Using Beautiful Soup For Web Scraping

#webdev #python

Beautiful Soup is a python module which can inspect HTML and XML content. It does not fetch any HTTP pages (use requests or urllib3 for that), and you need to load the HTML into Beautiful Soup in order to process it.

If you ever used lxml or html5lib to parse HTML, BeautifulSoup uses these modules internally and this library makes it easier to parse HTML, similar to how requests is built on urllib3.

You import it with import bs4, and therein is a class called BeautifulSoup that represents an HTML structure. It takes the string representing an HTML file as an argument.

# html_doc is a string of HTML
from bs4 import BeautifulSoup
soup = BeautifulSoup(html_doc, 'html.parser')

To print the HTML on the screen it would be beneficial to format it with whitespace using BeautifulSoup.prettify() first.

>>> print(soup.prettify())
<html>
 <head>
  <title>
# ...

Check out the sample HTML file listed at https://www.crummy.com/software/BeautifulSoup/bs4/doc/. It is simple enough to demonstrate extracting elements in an easy-to-understand way.

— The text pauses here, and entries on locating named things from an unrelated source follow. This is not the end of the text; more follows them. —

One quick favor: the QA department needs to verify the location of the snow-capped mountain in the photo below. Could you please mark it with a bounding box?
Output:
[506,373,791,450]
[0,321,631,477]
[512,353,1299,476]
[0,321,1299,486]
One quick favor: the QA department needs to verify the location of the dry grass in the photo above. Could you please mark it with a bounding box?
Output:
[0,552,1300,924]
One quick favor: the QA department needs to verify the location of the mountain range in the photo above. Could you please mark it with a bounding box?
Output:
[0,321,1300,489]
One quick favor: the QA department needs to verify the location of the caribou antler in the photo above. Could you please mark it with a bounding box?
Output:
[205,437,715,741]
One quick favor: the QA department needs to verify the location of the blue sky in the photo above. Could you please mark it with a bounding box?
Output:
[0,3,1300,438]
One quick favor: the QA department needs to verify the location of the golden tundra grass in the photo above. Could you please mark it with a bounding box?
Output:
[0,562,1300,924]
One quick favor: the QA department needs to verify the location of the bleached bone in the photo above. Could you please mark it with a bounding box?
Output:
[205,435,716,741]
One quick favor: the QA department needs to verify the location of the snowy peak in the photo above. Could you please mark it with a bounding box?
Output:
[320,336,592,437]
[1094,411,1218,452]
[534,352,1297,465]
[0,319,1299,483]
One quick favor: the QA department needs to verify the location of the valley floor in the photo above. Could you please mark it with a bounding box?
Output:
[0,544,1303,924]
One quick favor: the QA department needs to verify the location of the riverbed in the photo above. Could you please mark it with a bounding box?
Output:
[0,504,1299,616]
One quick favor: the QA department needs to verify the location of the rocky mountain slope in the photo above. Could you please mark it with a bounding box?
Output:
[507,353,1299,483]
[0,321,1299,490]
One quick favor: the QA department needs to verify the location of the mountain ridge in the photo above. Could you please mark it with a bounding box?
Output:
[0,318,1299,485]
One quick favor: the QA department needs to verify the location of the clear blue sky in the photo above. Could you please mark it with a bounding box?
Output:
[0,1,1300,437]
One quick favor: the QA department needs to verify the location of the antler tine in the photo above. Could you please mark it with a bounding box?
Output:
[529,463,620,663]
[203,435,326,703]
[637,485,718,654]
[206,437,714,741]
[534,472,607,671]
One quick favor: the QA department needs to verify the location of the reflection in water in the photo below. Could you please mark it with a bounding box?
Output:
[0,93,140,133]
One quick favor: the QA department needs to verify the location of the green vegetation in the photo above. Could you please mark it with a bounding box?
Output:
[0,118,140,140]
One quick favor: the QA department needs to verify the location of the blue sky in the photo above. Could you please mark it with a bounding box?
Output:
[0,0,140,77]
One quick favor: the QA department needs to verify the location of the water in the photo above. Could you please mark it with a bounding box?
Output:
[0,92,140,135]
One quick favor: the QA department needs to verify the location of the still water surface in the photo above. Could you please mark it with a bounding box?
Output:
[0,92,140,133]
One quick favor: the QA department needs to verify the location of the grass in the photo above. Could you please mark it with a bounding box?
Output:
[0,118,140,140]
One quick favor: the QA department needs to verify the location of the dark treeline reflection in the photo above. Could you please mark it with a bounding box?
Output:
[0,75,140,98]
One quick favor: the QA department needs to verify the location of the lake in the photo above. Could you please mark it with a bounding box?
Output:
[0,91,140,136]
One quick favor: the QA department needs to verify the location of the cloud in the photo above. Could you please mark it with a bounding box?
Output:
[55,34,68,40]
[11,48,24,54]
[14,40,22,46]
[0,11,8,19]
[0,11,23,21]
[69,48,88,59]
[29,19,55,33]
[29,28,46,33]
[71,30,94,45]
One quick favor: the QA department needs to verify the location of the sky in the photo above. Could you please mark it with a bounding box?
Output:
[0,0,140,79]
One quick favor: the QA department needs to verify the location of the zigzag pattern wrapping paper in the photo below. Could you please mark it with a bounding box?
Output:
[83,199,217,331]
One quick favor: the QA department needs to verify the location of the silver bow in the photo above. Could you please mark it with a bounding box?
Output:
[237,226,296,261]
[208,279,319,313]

The BeautifulSoup object contains members for each HTML tag, such as <title>, <p>, <a> and <b>, and even <head> and <body>. In fact, if you use the find_all() method and pass the tag name as a string without angle brackets, it will collect all tags across the HTML with that name and return them in a list. You can instruct find_all() to search by CSS class by passing the class_ keyword argument. (The word "class" is a reserved keyword in Python so it had to be named class_.)

The contents member contains the element's children.

soup = BeautifulSoup(...)
head_tag = soup.head
head_tag
# <head><title>The Dormouse's story</title></head>

head_tag.contents  # For an iterator, try .children
[<title>The Dormouse's story</title>]

You also get familiar parent, next_sibling and previous_sibling elements to get the element's parent, next sibling node and previous sibling node respectively. Do note that instead of getting next/previous sibling elements repeatedly you can just get next_siblings and previous_siblings which return them all as an iterator.